В одном небольшом рассказе, если у вас только нет определенной задачи в этом отношении, описание пейзажа не нужно разбрасывать в разных местах, сдвигайте все в одно место — впечатление будет полнее; чтобы можно было глотнуть, как один кусок. Что ценнее: мелочь, медяки на рубль, или золотой?
Ну, зачем вы нагромождаете и показываете мне и то, и это — все огромное и невкусное? Раскройте то же самое на какой-нибудь мелочи, детали, покажите весну в тополевой почке. Ведь я с удовольствием кушаю котлеты, бифштекс, но совсем нет у меня гастрономо-эротического настроения к быку, — огромно слишком!
Бальзак работает топором. Щепки летят — не щепки, а глыбы. Он врубается, а не мастерит стамеской. И вижу: вылезает глаз!..
Слова сегодняшние — мелкие, мельче, чем бисер, очень ассоциативные. Инвентарь цивилизации. А первые слова были однозначны, лапидарны... Войдешь во фразу, а там гулко, как в пещере. Почитайте-ка протопопа Аввакума.
Делать четко все, каждую фразу гравировать — очень большая опасность. Ведь в картине бывают и голубые, и туманные линии.
Автор должен быть хитрым. Когда знаете, что фраза у вас хороша, высветите все слова вокруг.
“Луна отражалась золотом в реке” — скомпрометированная краска. Ищите собственные виденья!
Все давайте конкретно. Не “трамвай идет”, а “А” идет, не “переполненный трамвай”, а “человек висит с портфелем”. Только повернуть немного материал.
Не получается по прямой, не достигает эффекта, — попробуйте идти от обратного. Не давайте ничего непонятного, недоговоренного, мимоходом. Или уясните, или уберите совсем.

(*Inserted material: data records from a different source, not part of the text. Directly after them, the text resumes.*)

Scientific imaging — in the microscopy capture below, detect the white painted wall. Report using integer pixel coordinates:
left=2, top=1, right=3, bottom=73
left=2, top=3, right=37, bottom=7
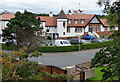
left=101, top=25, right=105, bottom=32
left=65, top=27, right=84, bottom=37
left=0, top=20, right=9, bottom=42
left=85, top=25, right=89, bottom=32
left=0, top=21, right=9, bottom=34
left=46, top=27, right=57, bottom=33
left=57, top=19, right=67, bottom=37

...Писатель рождается, когда находит то, что кажется известным и понятным только ему. Вещи рождаются всегда по личному опыту, возмущению, ликованию.
Что такое литература? Литература — рассказ о себе. Смотрите за собой — это главный источник познания.
Очень важна первичная ось, на которую нанизывается все. Найти стальной каркас, сделать его и провести все через него — тогда инкрустации, пестрые камешки заиграют.